As per Wikipedia, a computing thread is defined as “the smallest sequence of programmed instructions that can be managed independently by a scheduler”. And further goes on to say, the implementation of threads and processes differs between operating systems, but in most cases a thread is a component of a process. A process can have multiple threads within a shared memory address space of the process. In this article, I won’t be going into the nitty-gritty of threads. There are many good resources available on the Internet discussing various details of threads. Rather I would like to focus on an important aspect of threads specifically in Linux kernel.

While discussing Linux internals with a senior developer, he mentioned that in case of Linux kernel, there is no difference between a process and a thread. Intrigued by the fact, I started looking into kernel’s source, aided by the excellent book on Linux kernel, Linux Kernel Development, by Robert Love.
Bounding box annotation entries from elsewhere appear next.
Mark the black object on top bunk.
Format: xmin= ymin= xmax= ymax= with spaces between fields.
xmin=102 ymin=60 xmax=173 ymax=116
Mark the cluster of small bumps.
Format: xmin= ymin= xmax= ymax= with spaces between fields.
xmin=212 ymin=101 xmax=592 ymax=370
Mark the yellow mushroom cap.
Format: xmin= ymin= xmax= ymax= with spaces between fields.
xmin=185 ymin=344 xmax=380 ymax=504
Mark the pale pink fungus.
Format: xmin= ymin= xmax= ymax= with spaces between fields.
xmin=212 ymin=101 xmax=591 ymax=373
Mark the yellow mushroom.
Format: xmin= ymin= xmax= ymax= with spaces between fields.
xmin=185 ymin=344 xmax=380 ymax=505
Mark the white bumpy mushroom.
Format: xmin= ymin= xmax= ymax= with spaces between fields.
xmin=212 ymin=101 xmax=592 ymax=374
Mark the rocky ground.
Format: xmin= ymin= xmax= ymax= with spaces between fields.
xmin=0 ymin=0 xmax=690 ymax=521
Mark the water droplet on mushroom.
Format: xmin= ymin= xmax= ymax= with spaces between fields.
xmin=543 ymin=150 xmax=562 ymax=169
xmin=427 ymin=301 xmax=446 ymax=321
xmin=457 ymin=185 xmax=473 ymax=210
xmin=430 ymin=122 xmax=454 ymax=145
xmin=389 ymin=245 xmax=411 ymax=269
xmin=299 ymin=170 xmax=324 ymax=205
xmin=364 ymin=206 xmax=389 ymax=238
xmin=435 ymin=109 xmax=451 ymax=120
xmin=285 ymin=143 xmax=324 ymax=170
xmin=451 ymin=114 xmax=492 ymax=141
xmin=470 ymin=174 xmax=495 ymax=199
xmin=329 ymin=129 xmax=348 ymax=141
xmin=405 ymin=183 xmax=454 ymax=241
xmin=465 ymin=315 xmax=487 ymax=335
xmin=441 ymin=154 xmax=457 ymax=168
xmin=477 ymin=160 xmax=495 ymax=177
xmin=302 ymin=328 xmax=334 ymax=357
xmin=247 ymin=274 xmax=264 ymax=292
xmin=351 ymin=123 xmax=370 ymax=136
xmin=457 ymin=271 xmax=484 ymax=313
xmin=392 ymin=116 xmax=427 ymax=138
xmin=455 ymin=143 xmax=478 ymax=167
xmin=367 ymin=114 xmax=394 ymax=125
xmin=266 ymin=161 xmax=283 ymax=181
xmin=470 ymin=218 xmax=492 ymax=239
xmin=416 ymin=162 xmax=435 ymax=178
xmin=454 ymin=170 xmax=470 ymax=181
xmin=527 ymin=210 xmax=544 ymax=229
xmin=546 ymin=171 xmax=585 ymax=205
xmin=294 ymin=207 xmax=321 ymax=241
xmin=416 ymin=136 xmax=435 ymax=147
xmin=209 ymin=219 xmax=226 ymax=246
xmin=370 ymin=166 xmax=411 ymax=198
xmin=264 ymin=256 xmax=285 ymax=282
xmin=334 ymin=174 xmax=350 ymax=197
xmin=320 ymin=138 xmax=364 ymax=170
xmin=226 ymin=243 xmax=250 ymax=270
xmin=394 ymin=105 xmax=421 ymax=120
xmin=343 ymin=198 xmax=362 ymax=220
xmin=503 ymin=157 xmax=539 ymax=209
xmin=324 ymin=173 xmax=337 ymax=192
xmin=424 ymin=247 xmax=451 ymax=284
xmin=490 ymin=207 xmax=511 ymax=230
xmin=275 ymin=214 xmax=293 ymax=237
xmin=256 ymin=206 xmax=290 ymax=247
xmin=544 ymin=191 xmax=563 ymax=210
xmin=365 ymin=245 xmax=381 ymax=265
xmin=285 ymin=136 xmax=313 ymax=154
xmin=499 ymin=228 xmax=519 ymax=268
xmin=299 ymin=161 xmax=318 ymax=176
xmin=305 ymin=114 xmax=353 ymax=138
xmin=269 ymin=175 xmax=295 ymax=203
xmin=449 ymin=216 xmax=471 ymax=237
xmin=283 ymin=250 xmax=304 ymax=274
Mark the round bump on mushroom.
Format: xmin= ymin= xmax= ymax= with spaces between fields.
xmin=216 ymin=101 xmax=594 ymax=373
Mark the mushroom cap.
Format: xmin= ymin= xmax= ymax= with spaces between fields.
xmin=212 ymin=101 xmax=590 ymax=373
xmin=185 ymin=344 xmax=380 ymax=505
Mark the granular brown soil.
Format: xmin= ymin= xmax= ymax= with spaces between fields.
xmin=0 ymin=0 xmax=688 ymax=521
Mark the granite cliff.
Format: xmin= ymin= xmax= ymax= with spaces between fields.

Coming on to the topic, in Linux, there is no separate data structure defining a thread. A thread and a process have the same data structure. Also, a thread is created exactly in the same way as a normal process is created, i.e by calling fork or vfork() (which eventually calls clone() system call). Although, in case of a thread, while making clone() system call some extra flags are passed. These extra flags specify the resources which are to be shared. A typical call looks like:

clone(CLONE_VM | CLONE_FS | CLONE_FILES | CLONE_SIGHAND, 0);

So the address space, filesystem resources, file descriptors, and signal handlers are shared.

For the readers who want to delve more into the internal working, struct task_struct contains information about a process, defined in <linux/sched.h>. The field unsigned int flags stores all the flag related information. These flags, help specify the behaviour of the new process and detail what resources the parent and child will share. List of other clone flags can also be found in linux/sched.h.

For completeness, in case of Microsoft Windows, kernel have explicit support for kernels and also referred as lighweight process. For Windows, a thread is an abstraction which provides a lighter, quicker execution than the heavy process. The pros and cons of the two approaches requires more deep understanding of the two, and will be a much bigger post than this one.